Professore, dica la verità, voi alle elezioni politiche del 4 marzo avete perso su tutta la linea.
Non penso. Non eravamo schierati e i nostri hanno votato partiti diversi. Mai una campagna elettorale è stata così viva.
Certo con il Movimento 5 Stelle non andate d’accordo: non sono stati invitati né loro né il premier. E’ una rivalsa dopo che l’attuale sottosegretario M5s Marco Fantinati proprio da voi aveva definito Cl come “la più potente lobby italiana con interessi finalizzati al denaro e al potere”?
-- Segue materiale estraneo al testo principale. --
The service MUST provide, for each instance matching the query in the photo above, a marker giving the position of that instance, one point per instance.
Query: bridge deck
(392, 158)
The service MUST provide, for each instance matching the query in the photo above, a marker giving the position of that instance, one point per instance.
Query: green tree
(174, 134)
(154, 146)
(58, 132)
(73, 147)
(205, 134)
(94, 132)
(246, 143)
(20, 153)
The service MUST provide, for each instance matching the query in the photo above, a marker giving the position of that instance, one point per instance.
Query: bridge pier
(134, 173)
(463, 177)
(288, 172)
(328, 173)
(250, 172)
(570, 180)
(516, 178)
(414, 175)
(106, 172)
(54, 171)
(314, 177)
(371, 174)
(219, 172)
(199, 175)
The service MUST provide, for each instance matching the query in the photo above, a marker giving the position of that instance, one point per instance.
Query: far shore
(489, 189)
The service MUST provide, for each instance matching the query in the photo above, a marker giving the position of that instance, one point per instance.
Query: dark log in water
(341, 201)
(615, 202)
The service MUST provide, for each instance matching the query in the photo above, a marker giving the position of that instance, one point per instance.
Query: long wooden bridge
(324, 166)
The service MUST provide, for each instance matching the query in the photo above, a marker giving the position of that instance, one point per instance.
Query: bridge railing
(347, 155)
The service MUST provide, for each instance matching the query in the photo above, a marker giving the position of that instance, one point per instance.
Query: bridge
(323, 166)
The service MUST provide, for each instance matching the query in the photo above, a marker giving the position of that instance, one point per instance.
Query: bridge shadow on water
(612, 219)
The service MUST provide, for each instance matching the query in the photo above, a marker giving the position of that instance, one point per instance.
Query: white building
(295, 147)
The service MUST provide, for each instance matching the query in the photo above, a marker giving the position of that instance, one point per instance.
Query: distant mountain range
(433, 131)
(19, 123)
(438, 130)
Questa è la loro linea, ribadita anche in un libro. Non possiamo obbligarli a parlare con noi. Di fatto sono loro a ritenere che non sia opportuno venire al Meeting.
E da Salvini invece vi divide il tema dell’immigrazione.
Io sento molto la posizione di Moavero, che a Rimini ci sarà. Il 93 per cento degli immigrati sono economici, mentre Dublino parla solo dei rifugiati. Un migrante va aiutato perché è innanzitutto un essere umano. L’approccio muscolare di chiudere i porti è lontano dalla mia sensibilità. Tra trent’anni avremo un’Italia multietnica.
A proposito di Lega, secondo il ministro della Famiglia Fontana le famiglie gay non esistono.
La famiglia tradizionale deve vivere dimostrando quanto è bello amarsi tra un uomo e una donna e fare i figli. La famiglia oggi non è aiutata. Perché non parliamo di quoziente familiare? Di questo dovrebbe occuparsi Fontana.
E la frase sulle unioni gay?
Diciamo che le unioni civili sono un compromesso accettabile per chi desideri un altro tipo di famiglia.
Perché, anniversario a parte, a Rimini parlerete così spesso di ’68?
Il ’68 fu fondamentale per il Movimento. Giussani intuì allora che il fattore più importante della fede è un’esperienza vissuta nel quotidiano. Parlare del ’68 è anche parlare del 2018, del desiderio di liberazione e del nichilismo che si è impossessato della nostra società.
Il messaggio che lei spera emerga dal Meeting?
Il messaggio è questo: ci vuole anelito alla felicità e apertura. Verso l’immigrato, verso il progresso, la tecnologia, l’Europa. Ci vuole un cuore urgente come quello di Giovanni il Telegrafista nella canzone di Jannacci.